Schweizer Presserat - Conseil suisse de la presse - Consiglio svizzero della stampa
Observation sous couverture: enquêter en dissimulant son identité se justifie à certaines conditions strictes (prise de position 80/2021)
Un document
Berne (ots)
Parties: Frammery et Addor c. "heidi.news"
Thèmes: Méthodes déloyales / Vie privée / Dignité des personnes
Plaintes rejetées
Résumé
Les médias peuvent-ils, dans le cadre d'un reportage, user de dissimulation pour livrer des informations méconnues? Pour le CSP, cela est admissible si ces informations sont d'un intérêt public évident et qu'il n'a pas été possible de les obtenir autrement.
Entre septembre et octobre 2020, "heidi.news" fait paraître un reportage en huit épisodes intitulé "Au coeur de la complosphère" qui raconte, de l'intérieur, la vie d'un groupe d'adeptes des théories dites du complot en Suisse romande. Pour enquêter, le journaliste s'est fait connaître de ses interlocuteurs en taisant les raisons réelles de sa présence parmi eux et en travestissant divers éléments biographiques. L'opération a duré près de deux mois, à l'été 2020.

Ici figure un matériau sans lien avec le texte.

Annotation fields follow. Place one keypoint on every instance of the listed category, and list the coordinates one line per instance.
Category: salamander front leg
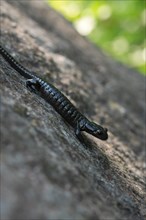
(33, 85)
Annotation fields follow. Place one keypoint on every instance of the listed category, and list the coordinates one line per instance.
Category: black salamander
(59, 101)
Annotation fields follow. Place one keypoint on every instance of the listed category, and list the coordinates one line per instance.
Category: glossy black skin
(59, 101)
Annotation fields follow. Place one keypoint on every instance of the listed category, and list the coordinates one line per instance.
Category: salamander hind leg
(79, 127)
(33, 85)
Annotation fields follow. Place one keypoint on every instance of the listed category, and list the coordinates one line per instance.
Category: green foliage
(118, 27)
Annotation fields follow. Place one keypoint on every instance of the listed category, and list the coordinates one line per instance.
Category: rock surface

Cette parution pousse deux des personnes mentionnées dans la série d'articles à saisir le Conseil suisse de la presse, contestant notamment l'usage de pareille méthode de dissimulation, qu'ils jugent contraire à la déontologie.
Si la "Déclaration des devoirs et des droits du/de la journaliste" réprouve effectivement l'usage de "méthodes déloyales", elle prévoit néanmoins des exceptions suivant lesquelles la récolte d'informations sous couverture apparaît, selon les circonstances, comme un moyen d'enquête légitime et conforme aux règles déontologiques. Elle l'est alors à la double condition que les informations récoltées présentent un intérêt public prépondérant, et qu'elles n'aient pas pu être obtenues par une méthode plus loyale.
Le Conseil considère qu'en l'occurrence, la connaissance de l'intérieur d'un mouvement tel que celui qui a été décrit par "heidi.news" présentait en soi un intérêt public prépondérant, compte tenu notamment du contexte particulier de la pandémie et de l'existence de mouvements semblables à l'étranger. Il juge en outre qu'une partie des informations livrée par le reportage ne pouvait être portée à la connaissance du public sans le travail sous couverture. La plainte est donc rejetée.